Ve karanlık zamanlarımda karşımda durur,-"
Arkadan Soobin'de eşlik etmeye başlamıştı. Ama Kai o kadar çok dalmıştı ki Soobin'i fark etmedi... Ya da onu başından beri dinlediğini de.
(Not: Soobin ve Kai'nin aynı anda söylemesi bu yazı tipiyle gösterilecektir:)
" Bilgece sözler fısıldar, akışına bırak...
Akışına bırak, akışına bırak.
Bilgece sözler fısıldar, akışına bırak..."
Şarkıyı güzel bitirmişlerdi.
(Şarkıyı medyadan bulabilirsiniz.)- Sesin gerçekten güzelmiş.
Kai yerinden sıçramıştı. Orada durduğundan haberi bile yoktu.
"Ben teşekkür ederim."
Utançtan kulakları birazcık kızarmıştı. Ne yazık ki Soobin'in de sesinin güzel olduğunu fark etmemişti. Ama Soobin şuan Kai'ye hayran olmuş gibiydi. İlk defa içten bir gülümsemeydi bu.
- Ben çok düşündüm ve... Senin ajan olmadığına karar verdim.
"Sonunda. Çok saçmaydı."
- Yine de seni yakınımda tutmak istiyorum.
" Sen bir sadistsin."
- Hayır açıkçası bu sefer acı çektirmek için değil. Diğerleri gibi ya da Winwin gibi... Şey... Ailemizin bir parçası olmak isteyeceğini düşündüm.
Soobin'in bu içten düşünceleri Kai'yi şoka uğratmıştı. İlk defa kendisine karşı bu kadar açık olmuştu. Aslında kalmak istiyordu ama güvenemiyordu. Ama onlar deliliklerden hoşlanırlardı.
"İstiyorum."
- Ne?
"Ailenizin bir parçası olmak istiyorum."
- Bu mükemmel. Kabul etmeyeceğini düşünmüştüm.
"Ama... Başınıza bela olmak istemem."
- Hey hey hey. Orada dur. Artık birimizin belası hepimizin belası demektir. Biz birlikte hareket ederiz.
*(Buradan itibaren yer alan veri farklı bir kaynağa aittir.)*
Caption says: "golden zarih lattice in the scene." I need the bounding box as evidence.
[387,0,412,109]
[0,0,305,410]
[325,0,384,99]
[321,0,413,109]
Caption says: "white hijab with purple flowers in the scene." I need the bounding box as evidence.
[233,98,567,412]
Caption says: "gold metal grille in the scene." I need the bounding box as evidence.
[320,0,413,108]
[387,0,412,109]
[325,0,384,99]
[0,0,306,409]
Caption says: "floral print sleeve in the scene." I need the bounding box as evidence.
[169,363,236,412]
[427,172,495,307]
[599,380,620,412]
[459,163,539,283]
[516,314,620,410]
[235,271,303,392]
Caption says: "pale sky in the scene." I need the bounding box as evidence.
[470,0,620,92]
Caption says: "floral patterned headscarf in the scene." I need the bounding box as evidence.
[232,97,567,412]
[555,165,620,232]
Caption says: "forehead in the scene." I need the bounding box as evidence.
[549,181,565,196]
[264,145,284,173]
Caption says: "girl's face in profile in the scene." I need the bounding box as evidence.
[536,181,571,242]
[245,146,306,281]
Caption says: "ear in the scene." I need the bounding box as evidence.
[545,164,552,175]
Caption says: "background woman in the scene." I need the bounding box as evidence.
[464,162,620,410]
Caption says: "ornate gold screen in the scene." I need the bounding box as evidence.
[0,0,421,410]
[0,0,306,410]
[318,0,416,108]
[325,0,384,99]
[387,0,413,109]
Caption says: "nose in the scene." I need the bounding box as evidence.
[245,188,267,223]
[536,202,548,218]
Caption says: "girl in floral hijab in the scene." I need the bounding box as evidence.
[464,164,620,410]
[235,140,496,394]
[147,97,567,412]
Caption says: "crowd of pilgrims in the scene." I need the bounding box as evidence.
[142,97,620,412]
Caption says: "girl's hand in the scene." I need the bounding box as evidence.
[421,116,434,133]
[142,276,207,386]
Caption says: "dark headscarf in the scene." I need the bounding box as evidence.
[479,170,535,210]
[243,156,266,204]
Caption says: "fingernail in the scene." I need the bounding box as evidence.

Soobin Kai'nin yanına doğru oturdu.
- Changbin'i kurtarmamda bizimkiler kendi canlarını ortaya koydular. Bir kurt sürüsü gibi. Bilirsin.
"Sen alfa mısın?"
- Ne?
Doğrusu bu söylem ortamın ciddiyetini bozmuştu. Kai'de bunu fark etmiş olacak ki konuyu değiştirmeye çalıştı. Bunu üzerine Soobin sevimli bir şekilde gülümsedi.
"Aman tanrım..."
- Evet alfayım denilebilir... Ama daha çok birlikte hareket ederiz. Ve- Ne? Neden öyle dedin.
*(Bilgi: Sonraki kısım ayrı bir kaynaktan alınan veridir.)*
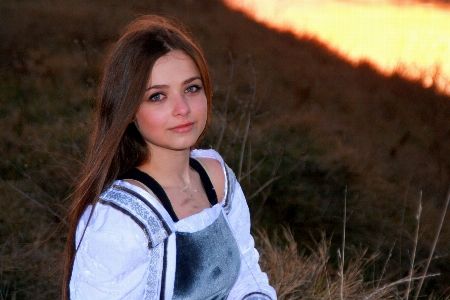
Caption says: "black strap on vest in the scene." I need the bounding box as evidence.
[189,158,218,206]
[118,158,218,222]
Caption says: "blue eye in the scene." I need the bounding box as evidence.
[149,93,164,102]
[186,85,201,93]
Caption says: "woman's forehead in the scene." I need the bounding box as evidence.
[148,50,201,86]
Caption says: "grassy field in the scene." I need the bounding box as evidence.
[1,0,450,298]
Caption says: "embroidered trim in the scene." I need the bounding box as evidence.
[142,241,165,300]
[99,185,172,248]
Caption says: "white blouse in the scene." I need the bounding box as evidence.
[70,149,277,300]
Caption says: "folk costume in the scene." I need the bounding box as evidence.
[70,149,276,300]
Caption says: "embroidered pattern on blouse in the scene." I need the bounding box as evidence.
[99,185,171,248]
[143,241,165,300]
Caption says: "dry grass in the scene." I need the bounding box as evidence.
[258,229,381,299]
[256,228,447,300]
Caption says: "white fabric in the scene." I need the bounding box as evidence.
[175,202,222,233]
[70,149,277,300]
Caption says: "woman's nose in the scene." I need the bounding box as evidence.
[172,93,190,116]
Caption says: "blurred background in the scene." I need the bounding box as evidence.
[1,0,449,298]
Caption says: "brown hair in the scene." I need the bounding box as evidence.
[62,15,212,299]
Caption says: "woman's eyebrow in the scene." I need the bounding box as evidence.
[146,76,202,91]
[146,84,168,91]
[183,76,202,85]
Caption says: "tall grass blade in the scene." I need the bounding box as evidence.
[414,187,450,300]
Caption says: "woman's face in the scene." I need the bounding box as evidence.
[134,50,208,153]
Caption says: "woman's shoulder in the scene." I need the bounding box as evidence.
[76,202,147,246]
[190,149,224,165]
[76,183,175,248]
[191,149,226,202]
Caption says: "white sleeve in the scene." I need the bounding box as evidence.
[225,177,277,300]
[69,204,156,300]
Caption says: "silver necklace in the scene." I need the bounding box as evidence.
[180,175,199,198]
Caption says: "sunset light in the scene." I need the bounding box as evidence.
[225,0,450,94]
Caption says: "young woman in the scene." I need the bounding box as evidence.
[63,15,276,300]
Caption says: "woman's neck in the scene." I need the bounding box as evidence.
[138,147,193,189]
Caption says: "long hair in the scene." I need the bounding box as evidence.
[62,15,212,299]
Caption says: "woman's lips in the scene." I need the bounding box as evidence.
[170,122,194,133]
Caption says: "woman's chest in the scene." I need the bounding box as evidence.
[165,187,211,220]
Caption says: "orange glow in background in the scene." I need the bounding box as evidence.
[225,0,450,94]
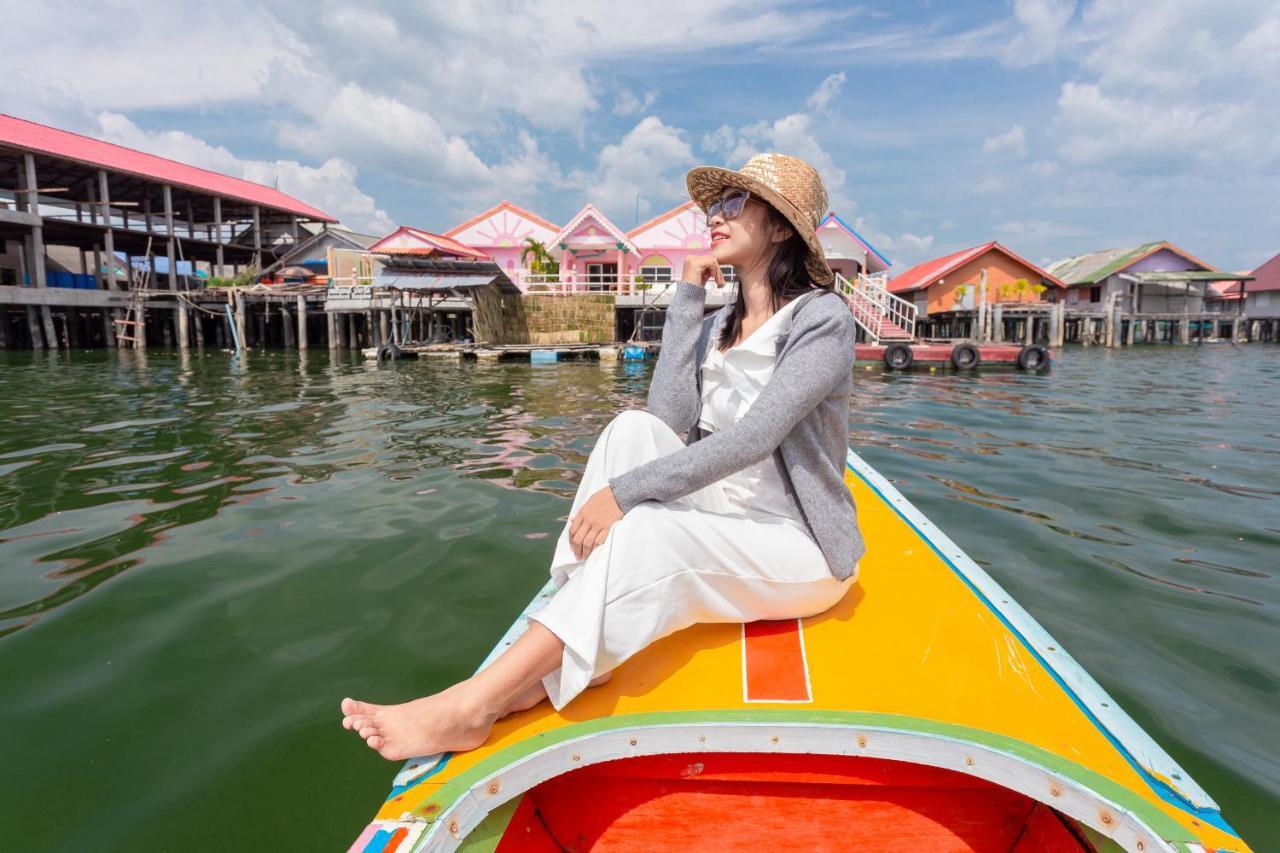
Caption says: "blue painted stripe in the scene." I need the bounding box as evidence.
[845,456,1239,837]
[384,752,453,801]
[361,828,393,853]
Kai çok heyecanlıydı. Bu yüzden konuştukça batıyordu.
"Şey yanakların sakız gibi. Çok tatlı oldun az önce."
Soobin Kai'nin bu dediğine karnı ağrıyana kadar güldü. Az kalsın ağlayacaktı. Kai ise nasıl büyük bir pot kırdığını düşünüyordu.
- Sakızın olabilirim.
- Daha geçen gece benden nefret ediyordun. Aynı şekilde ben de senden. Çok garip bir dünya.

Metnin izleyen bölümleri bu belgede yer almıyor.